I haven't changed my opinion, I still dislike tne new Piccadilly Gardens. But I noticed people were using and enjoying them, and if that's the case, then my opinion is irrelevant! I had already changed my mind about the fountains and mentioned that in the Piccadilly 2002 article. I'm not afraid to change my mind, I am completely independent, I don't represent any organisation or company, and my loyalty is ultimately to our fascinating but flawed city and conurbation. I try to stimulate debate by expressing my opinions. Someone wrote on another website that Eyewitness in Manchester was 'good but very opinionated' - I think that without my opinions, and those of the contributors to this page, there would be less reason to look at this website! As for the Civic Society, I think if you look at their newspaper Forum, accessible from their website www.manchestercivic.org.uk you'll find they hava a very constructive attitude to development, and they don't just want to preserve everything. Thanks for your message and please don't be so silent in future!

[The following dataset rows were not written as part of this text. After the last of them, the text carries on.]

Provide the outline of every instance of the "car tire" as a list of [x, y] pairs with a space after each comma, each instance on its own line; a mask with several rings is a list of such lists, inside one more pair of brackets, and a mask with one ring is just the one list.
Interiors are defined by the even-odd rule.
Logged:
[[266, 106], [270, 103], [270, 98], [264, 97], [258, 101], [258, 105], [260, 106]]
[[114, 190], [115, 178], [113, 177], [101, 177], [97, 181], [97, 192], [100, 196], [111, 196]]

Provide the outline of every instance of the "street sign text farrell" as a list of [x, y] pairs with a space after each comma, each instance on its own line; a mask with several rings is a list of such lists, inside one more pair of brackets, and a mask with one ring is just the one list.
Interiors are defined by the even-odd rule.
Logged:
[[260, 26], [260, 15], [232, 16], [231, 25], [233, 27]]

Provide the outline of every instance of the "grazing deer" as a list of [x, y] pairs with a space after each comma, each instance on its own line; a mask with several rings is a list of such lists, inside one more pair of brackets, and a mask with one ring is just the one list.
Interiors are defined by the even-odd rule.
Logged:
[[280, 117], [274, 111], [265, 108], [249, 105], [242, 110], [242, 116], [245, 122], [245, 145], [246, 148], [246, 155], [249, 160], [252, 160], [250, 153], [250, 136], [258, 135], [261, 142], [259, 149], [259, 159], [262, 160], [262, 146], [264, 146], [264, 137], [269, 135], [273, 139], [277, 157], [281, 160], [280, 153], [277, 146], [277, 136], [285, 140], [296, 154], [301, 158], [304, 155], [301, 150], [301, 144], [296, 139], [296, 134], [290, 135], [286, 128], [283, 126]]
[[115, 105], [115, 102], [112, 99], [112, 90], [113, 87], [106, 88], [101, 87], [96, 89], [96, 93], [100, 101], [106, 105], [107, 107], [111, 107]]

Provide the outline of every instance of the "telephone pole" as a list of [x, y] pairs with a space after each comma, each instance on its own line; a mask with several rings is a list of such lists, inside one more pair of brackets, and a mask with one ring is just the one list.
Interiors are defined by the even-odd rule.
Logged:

What a great show it was, loved every minute of it. We particularly enjoyed the marathons and the 50 km walk, showed us a lot of Manchester that did not exist when we lived there, The Quays, the Lowry and the Imperial War Museum, the tri-athlon swim in the canal, amazing that it has cleaned up so well.
The sports venues are terrific, bet Manchester City cannot wait to get
their hands on the stadium, or should that be feet. The velodrome and
the pool are a brilliant too, they should get a lot of use in the future
and maybe nurture more medal winners.
Yes, congratulations to the organisers of the Manchester Commonwealth Games who worked extremely hard and pulled out all the stops to make sure the event was the success it was. If they had got it wrong, it would have been a disaster for Manchester and the north west, but in the event, they got it right, and we will be reaping the benefits for years to come.